When I was young, weekend trips to the library were an adventure. I’d charge through the front doors and down the endless hallway, my eyes trained on the colorful mobiles swinging overhead as I made my way back to the children’s reading room. The dark walls would give way to brightly colored murals, and the sensible reading chairs were replaced with tiny plastic seats big enough for only the smallest of bottoms. It was a place for whispered stories and squeals of delight, and it was mine.
By the time we got home, I would have decided the order in which I would devour my many books. I started out with Where the Wild Things Are by the late and great Maurice Sendak then graduated to the Amelia Bedelia series. The older I got, the longer the books I chose, so our trips became less and less frequent. Eventually I must have returned a book without picking out another, because my weekly visits stopped. But I kept reading. Sure, much of my reading list was dictated by my teachers, and yes, my parents would hand me books they thought were important for me to read, but the joy of reading was still there, even if the opportunity to pick my own book was limited to the occasional book report.
Choosing reading material today is far more complicated than picking out a book from the children’s shelves or having an assigned reading list handed to me at the beginning of the semester. In fact, it’s almost a combination of the two: I am able to choose what I read while simultaneously treading through the water of popular opinion and Top 100 Lists.
This has always been true, of course, but something has happened over the last ten years: the internet. Whereas before I was limited to the opinions of my friends and family, librarians, teachers, and the occasional booklist, I now have access to websites like goodreads.com which allow me to see not only what my friends are reading and what their friends are reading, but also what some guy in Detroit is reading. It raises a lot of questions, least of which is the issue of taste. Do I think Emma has good taste in books? If she liked Haunted, will I like it too?

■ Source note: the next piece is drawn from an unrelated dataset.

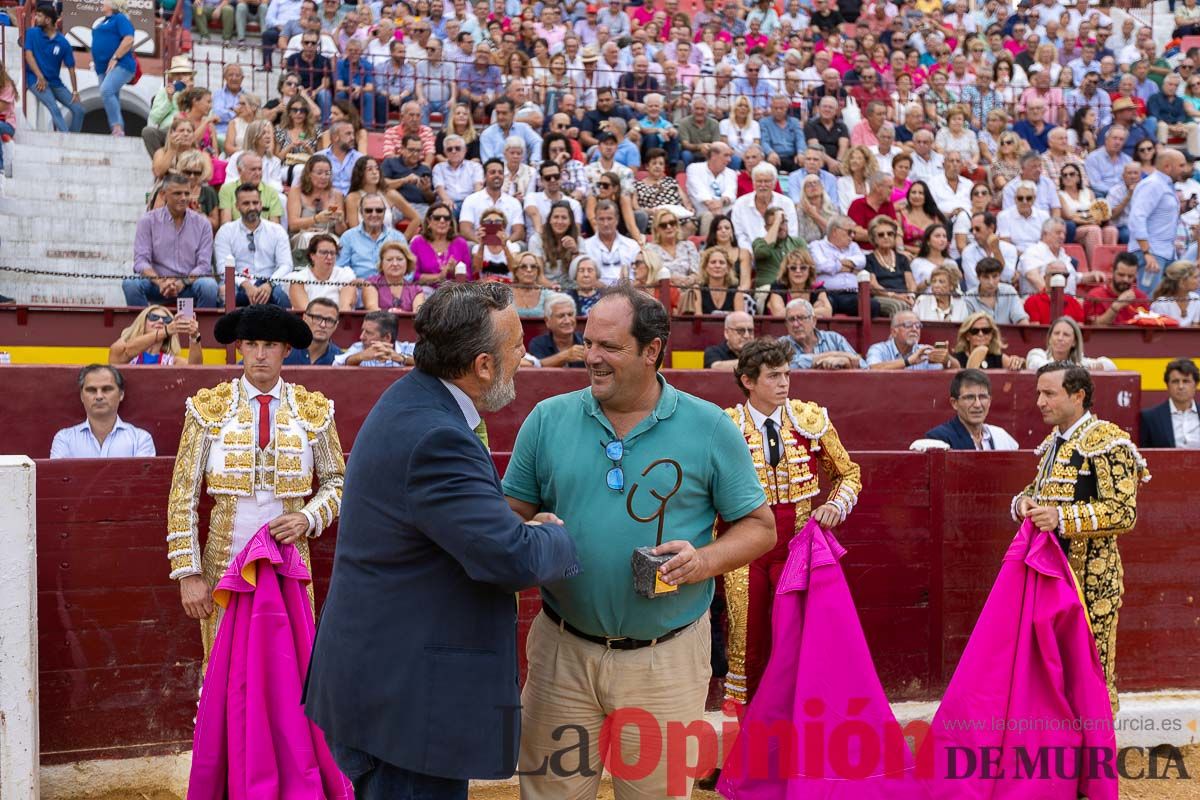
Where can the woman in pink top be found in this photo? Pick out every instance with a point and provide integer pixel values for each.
(439, 248)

Then there’s websites like Amazon.com, which give me the opportunity to peruse thousands of reviews with the click of my mouse. Kenny in South Carolina thought Gone Girl was unfairly biased in favor of the male perspective. Should I bother reading it, or just assume he’s right and move on?
And don’t forget Facebook and Twitter, which let me see what my friends are reading in real time.
So we have more opinions to weigh. But that’s good, isn’t it? We hear about books we might have never known about. We discover genres we never considered before. And we begin supporting the careers of authors who might not be on the New York Times best seller list, but are still fantastic artists. People have always shared their taste in books, but now we can share our reading lists across cities, states, and even countries, with the click of a button. Perhaps we’ve lost the randomness of finding a fantastic read with the help of a librarian, but we’ve found a worldwide community of fellow readers to share with and learn from. It’s literary globalization, and it’s bringing us closer together through books.
So where’s the downside? We’re discovering new authors, finding new loves. We’re connecting with people over a shared interest: reading. There has to be a catch, right?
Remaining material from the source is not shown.